SE LA CATECHESI RIPARTE DAL VIAGGIO: LA DIOCESI SFIDA L’OMBRA DI ERODE PER INVENTARE IL DOMANI
Non una lezione frontale, ma un laboratorio itinerante. L’Ufficio Catechistico incontra le foranie: l’obiettivo è scardinare il “si è sempre fatto così” per cercare, nel solco del Sinodo e delle linee del Vescovo Michele, rotte ancora inesplorate.
C’è un’immagine potente che accompagna il nuovo cammino dell’Ufficio Catechistico Diocesano: quella dei Magi che, per trovare il Futuro, devono avere il coraggio di ignorare i palazzi del potere e le strade già battute. “Oltre l’ombra di Erode: il coraggio di seguire la Stella” non è solo il titolo di un ciclo di incontri, ma un manifesto programmatico per la Chiesa di Sulmona-Valva.
In un’epoca di rapidi mutamenti sociali, la catechesi si trova davanti a un bivio. Il tempo delle risposte preconfezionate e dei manuali applicati meccanicamente è finito. Lo sa bene l’equipe diocesana che, recependo le sollecitazioni di Mons. Michele Fusco, ha scelto la strada del confronto diretto nelle foranie.
L’evidenza è chiara: non esistono “ricette pronte”. La fede oggi non si trasmette più per inerzia o tradizione ereditaria; richiede invece un discernimento creativo. Il rischio, citando il tema dell’iniziativa, è quello di restare prigionieri dell’“ombra di Erode”: la paura del nuovo, l’attaccamento a strutture pastorali ormai stanche, il dubbio che blocca l’iniziativa.
L’invito rivolto a sacerdoti e catechisti è quello di farsi “ricercatori di Dio”. Il Sinodo appena concluso ha consegnato alla Chiesa un metodo fatto di ascolto e partecipazione, ma ora spetta alle comunità locali tradurlo in nuovi cammini formativi.

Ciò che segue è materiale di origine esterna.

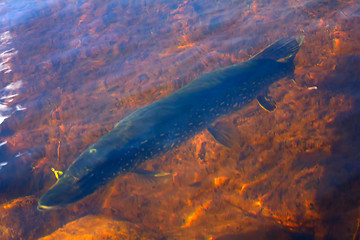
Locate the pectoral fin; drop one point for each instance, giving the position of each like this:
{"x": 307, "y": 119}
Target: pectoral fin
{"x": 266, "y": 103}
{"x": 151, "y": 173}
{"x": 225, "y": 133}
{"x": 57, "y": 173}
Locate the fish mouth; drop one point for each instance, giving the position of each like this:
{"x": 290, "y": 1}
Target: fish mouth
{"x": 41, "y": 207}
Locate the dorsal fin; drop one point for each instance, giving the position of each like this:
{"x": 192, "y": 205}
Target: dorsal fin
{"x": 281, "y": 50}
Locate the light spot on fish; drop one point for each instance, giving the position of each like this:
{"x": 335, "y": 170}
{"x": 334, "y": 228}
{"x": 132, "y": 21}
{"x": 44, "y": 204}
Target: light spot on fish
{"x": 92, "y": 150}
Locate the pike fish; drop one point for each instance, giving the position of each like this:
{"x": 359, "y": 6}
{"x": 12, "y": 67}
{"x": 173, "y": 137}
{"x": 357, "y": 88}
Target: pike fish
{"x": 168, "y": 122}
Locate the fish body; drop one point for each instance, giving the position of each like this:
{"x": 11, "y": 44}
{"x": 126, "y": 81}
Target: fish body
{"x": 166, "y": 123}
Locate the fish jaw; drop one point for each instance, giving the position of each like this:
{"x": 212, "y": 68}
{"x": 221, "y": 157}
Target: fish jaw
{"x": 64, "y": 192}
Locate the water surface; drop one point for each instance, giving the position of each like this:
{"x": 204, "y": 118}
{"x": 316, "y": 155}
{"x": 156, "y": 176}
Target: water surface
{"x": 69, "y": 70}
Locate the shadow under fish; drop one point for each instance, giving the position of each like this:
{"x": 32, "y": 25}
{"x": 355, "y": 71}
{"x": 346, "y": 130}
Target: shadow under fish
{"x": 166, "y": 123}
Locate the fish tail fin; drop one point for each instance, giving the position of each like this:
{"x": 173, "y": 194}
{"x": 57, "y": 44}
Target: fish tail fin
{"x": 282, "y": 51}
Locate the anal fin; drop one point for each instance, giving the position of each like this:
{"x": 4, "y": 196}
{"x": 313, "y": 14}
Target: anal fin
{"x": 266, "y": 102}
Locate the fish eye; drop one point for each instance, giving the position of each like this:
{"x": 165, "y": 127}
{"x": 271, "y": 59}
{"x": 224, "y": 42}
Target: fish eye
{"x": 93, "y": 150}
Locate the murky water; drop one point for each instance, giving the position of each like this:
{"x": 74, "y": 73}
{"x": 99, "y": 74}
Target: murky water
{"x": 70, "y": 70}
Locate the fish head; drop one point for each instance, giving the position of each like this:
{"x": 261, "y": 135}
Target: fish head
{"x": 65, "y": 191}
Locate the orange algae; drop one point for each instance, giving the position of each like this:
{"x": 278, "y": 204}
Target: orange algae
{"x": 195, "y": 215}
{"x": 276, "y": 176}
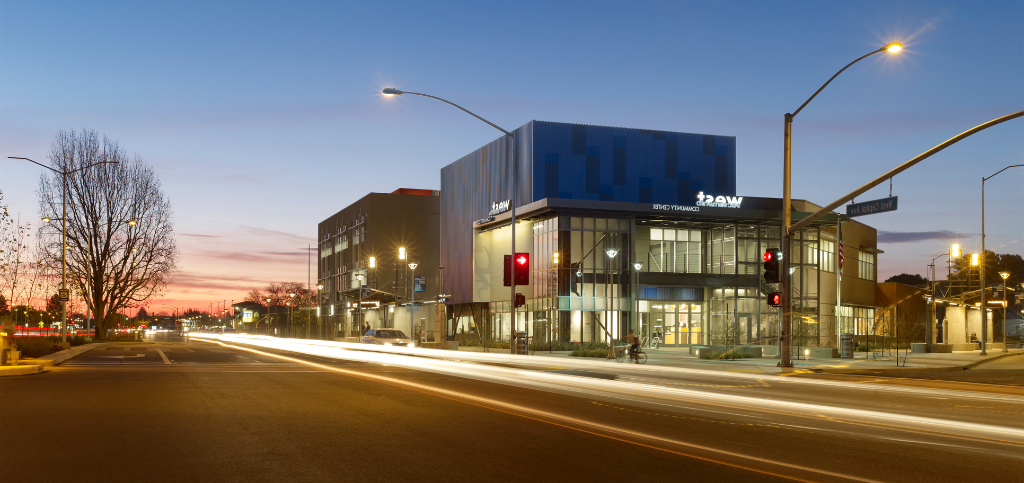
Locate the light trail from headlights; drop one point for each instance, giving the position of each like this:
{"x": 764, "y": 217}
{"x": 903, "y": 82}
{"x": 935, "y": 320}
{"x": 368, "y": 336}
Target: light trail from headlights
{"x": 630, "y": 391}
{"x": 601, "y": 365}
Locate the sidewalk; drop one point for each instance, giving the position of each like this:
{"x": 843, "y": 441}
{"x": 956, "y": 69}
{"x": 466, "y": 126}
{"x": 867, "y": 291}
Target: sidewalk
{"x": 915, "y": 362}
{"x": 39, "y": 364}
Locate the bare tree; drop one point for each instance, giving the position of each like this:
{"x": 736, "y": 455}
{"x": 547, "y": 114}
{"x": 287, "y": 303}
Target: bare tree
{"x": 121, "y": 248}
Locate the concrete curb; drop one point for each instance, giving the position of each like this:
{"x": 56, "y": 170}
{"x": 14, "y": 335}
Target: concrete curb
{"x": 950, "y": 368}
{"x": 19, "y": 369}
{"x": 57, "y": 357}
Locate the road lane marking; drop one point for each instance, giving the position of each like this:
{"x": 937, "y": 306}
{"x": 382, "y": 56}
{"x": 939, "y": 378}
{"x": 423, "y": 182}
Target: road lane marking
{"x": 570, "y": 423}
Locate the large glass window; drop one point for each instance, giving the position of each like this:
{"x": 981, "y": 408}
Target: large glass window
{"x": 865, "y": 265}
{"x": 826, "y": 256}
{"x": 722, "y": 251}
{"x": 674, "y": 251}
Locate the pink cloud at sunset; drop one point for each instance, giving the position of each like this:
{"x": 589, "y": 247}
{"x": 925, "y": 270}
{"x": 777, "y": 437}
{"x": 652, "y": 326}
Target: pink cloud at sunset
{"x": 228, "y": 263}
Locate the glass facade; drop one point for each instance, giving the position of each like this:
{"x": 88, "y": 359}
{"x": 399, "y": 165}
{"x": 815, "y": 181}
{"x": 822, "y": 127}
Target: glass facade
{"x": 710, "y": 289}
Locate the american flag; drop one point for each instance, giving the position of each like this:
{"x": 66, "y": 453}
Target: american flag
{"x": 841, "y": 258}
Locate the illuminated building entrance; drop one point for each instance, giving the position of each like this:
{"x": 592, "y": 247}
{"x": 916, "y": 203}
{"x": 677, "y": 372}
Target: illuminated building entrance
{"x": 674, "y": 323}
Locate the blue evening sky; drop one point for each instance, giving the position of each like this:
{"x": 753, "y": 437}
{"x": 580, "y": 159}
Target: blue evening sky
{"x": 264, "y": 118}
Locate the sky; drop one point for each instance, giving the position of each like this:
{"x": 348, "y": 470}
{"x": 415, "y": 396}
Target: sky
{"x": 262, "y": 119}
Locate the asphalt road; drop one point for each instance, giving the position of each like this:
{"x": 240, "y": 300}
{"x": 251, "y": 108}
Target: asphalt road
{"x": 209, "y": 412}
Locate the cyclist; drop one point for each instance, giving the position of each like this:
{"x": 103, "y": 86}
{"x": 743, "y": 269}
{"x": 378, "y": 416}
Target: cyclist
{"x": 634, "y": 344}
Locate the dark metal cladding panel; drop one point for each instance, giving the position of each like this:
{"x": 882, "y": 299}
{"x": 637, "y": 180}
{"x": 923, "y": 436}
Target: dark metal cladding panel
{"x": 468, "y": 187}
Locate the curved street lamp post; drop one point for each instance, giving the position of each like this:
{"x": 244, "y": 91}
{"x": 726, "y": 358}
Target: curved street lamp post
{"x": 515, "y": 173}
{"x": 786, "y": 209}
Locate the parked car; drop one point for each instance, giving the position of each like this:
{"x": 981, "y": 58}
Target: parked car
{"x": 387, "y": 337}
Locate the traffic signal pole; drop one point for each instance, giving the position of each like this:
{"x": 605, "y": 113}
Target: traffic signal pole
{"x": 786, "y": 222}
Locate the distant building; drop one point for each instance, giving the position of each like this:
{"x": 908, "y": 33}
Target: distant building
{"x": 376, "y": 228}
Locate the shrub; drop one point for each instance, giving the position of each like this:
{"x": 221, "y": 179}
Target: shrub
{"x": 32, "y": 347}
{"x": 601, "y": 353}
{"x": 736, "y": 354}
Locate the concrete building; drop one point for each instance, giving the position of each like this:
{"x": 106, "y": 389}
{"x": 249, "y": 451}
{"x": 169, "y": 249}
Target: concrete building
{"x": 364, "y": 255}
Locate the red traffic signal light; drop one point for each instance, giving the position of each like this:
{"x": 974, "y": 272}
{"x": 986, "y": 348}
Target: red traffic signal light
{"x": 521, "y": 271}
{"x": 771, "y": 258}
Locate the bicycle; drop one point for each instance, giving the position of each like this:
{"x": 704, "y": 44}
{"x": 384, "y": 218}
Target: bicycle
{"x": 639, "y": 357}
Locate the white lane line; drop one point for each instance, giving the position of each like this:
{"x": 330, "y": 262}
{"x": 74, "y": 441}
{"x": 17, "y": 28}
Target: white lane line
{"x": 597, "y": 429}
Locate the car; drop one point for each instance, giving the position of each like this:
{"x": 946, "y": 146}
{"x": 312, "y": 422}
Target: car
{"x": 387, "y": 337}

Sperimentare non significa improvvisare, ma avere l’umiltà di riconoscere che le strade percorse fin qui potrebbero non essere più sufficienti per intercettare le domande di senso dei giovani, delle famiglie e degli adulti di oggi. La sfida è progettare una catechesi che sia meno “scuola” e più “esperienza di vita”, meno nozionismo e più relazione autentica.
Il calendario degli incontri si configura come un vero e proprio cantiere aperto. Tre tappe per tre territori con esigenze diverse, uniti dall’unico desiderio di “narrare la luce”:
- 25 gennaio (ore 16:30): Sulmona – Introdacqua: presso il Centro Pastorale Diocesano.
- 22 febbraio (ore 16:30): Pratola – Popoli: presso la Parrocchia “Madonna della Pace”.
- 04 marzo (ore 17:00): Castel di Sangro: presso la RSA “Pax Christi”.
In questi appuntamenti, l’Ufficio Catechistico si pone non come dispensatore di direttive, ma come compagno di viaggio. L’obiettivo è ascoltare le fatiche di chi opera sul campo e, insieme, tracciare quei “nuovi cammini di fede” che il Vescovo Michele indica come prioritari per una Chiesa che voglia essere davvero missionaria e vicina alla gente.
Il viaggio dei Magi insegna che, dopo l’incontro con la Verità, “per un’altra strada fecero ritorno”. È esattamente questa “altra strada” che la nostra Diocesi è chiamata oggi a inventare, con coraggio e senza paura dell’ignoto.